May no se encuentra en la misma situación que nosotros. Ella está casada con un ciudadano americano de verdad, y lleva cinco años viviendo en el país. Se convierte en la primera persona de nuestro edificio que consigue la nacionalidad.

Transcurren los meses y la guerra continúa. Procuramos llevar una vida lo más normal posible pensando en Joy, y nuestros esfuerzos obtienen su compensación. A Joy le va tan bien en la escuela que sus maestras de parvulario y de primer curso la recomiendan para un programa especial de segundo curso. Trabajo con Joy todo el verano para prepararla, y hasta la señorita Gordon -que ha mostrado un gran interés por sus progresos- viene al apartamento una vez a la semana para ayudarla con sus ejercicios de matemáticas y de comprensión de textos.

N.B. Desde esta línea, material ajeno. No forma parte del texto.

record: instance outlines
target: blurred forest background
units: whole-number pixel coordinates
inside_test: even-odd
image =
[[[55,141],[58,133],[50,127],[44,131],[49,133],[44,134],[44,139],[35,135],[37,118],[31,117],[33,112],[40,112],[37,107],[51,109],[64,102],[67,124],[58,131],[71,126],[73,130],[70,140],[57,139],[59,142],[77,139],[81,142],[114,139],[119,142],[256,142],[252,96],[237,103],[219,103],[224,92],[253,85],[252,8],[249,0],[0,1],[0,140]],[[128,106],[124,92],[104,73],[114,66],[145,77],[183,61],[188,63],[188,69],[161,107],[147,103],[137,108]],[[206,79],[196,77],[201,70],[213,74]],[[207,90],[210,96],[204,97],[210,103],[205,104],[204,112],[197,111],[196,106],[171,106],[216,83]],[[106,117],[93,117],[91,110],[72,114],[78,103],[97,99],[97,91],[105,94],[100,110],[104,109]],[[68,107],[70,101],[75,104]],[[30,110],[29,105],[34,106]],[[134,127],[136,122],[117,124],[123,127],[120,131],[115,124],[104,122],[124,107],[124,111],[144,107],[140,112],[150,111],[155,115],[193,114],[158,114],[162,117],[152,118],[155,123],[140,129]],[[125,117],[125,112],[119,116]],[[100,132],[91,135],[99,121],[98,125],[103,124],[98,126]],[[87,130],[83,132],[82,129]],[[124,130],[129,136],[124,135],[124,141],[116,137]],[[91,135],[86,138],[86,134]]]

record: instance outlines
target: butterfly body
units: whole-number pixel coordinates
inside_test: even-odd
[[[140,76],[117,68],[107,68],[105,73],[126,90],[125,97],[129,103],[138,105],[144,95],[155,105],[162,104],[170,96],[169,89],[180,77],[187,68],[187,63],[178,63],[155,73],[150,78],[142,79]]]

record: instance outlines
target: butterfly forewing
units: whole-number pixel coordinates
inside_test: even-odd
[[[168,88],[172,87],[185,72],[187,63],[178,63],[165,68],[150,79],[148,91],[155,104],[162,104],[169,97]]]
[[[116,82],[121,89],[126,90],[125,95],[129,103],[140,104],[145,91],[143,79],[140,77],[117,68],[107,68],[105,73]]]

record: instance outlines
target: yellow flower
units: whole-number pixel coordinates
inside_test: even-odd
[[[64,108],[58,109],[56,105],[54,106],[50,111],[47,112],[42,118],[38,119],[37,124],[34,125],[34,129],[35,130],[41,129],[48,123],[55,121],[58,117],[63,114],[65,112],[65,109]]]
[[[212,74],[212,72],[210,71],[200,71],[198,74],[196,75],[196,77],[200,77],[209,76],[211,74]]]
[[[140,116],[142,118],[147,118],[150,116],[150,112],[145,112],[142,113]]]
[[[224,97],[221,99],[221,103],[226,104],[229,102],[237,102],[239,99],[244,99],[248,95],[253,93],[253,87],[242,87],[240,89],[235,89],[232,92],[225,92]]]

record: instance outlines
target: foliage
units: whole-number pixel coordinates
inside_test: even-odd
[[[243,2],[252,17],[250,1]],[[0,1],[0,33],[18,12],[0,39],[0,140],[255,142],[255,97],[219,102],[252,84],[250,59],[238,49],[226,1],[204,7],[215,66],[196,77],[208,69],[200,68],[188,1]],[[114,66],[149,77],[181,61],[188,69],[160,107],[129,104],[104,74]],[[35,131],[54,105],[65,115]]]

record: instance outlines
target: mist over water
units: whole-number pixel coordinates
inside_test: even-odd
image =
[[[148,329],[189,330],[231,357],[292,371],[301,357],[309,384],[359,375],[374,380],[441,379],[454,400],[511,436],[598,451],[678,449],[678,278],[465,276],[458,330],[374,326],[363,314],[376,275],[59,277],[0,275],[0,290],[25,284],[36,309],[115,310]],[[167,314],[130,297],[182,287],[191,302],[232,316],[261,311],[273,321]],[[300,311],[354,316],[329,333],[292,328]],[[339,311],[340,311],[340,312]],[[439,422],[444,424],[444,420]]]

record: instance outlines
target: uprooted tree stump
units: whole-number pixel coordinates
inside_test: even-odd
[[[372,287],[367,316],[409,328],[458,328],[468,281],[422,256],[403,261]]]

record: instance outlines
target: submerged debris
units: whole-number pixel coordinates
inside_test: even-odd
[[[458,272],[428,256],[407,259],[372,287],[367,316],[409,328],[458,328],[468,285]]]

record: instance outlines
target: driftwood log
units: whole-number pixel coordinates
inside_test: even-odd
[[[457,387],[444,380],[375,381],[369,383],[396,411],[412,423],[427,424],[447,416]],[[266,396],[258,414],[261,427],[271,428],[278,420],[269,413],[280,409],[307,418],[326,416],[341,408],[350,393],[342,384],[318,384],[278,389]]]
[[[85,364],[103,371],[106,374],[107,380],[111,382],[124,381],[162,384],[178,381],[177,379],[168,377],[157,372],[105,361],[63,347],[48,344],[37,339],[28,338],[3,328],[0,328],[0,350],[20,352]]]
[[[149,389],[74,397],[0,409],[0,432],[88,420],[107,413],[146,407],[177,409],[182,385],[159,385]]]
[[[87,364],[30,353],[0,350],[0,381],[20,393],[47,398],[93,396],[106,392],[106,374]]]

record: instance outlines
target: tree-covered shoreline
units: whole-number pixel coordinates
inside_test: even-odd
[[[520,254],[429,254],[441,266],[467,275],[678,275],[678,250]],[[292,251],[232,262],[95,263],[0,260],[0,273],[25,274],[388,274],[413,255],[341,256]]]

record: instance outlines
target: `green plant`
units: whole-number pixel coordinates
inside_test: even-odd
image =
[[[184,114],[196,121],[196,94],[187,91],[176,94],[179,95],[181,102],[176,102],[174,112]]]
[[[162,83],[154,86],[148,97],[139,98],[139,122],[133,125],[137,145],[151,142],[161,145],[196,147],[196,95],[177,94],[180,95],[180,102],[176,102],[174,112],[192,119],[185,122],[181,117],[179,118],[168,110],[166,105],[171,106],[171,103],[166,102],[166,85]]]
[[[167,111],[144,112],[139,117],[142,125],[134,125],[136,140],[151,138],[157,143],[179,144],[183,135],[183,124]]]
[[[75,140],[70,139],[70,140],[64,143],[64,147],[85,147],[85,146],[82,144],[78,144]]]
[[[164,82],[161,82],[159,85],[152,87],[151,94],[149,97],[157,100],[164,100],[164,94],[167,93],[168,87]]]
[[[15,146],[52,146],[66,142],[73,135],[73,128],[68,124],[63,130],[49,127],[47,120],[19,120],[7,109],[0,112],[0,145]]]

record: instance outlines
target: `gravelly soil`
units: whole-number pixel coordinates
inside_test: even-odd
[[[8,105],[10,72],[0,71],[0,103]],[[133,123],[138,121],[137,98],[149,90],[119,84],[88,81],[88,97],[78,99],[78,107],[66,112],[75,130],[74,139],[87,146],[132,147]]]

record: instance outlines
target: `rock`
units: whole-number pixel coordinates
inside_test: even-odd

Quizá le esté exigiendo demasiado, porque la niña sufre un fuerte resfriado de verano. Luego, dos días después del bombardeo de Hiroshima, su resfriado se agrava. Tiene fiebre alta, se le inflama mucho la garganta y tose tanto que vomita. Yen-yen va al herborista, que le prepara una infusión amarga. Al día siguiente, mientras estoy trabajando, Yen-yen vuelve a llevar a Joy al herborista, que le insufla unas hierbas pulverizadas en la garganta. Sam y yo oímos por la radio que han lanzado otra bomba, esta vez sobre Nagasaki. El locutor dice que la destrucción causada por la bomba es terrible y muy extensa. Las autoridades de Washington son optimistas respecto al fin de la guerra.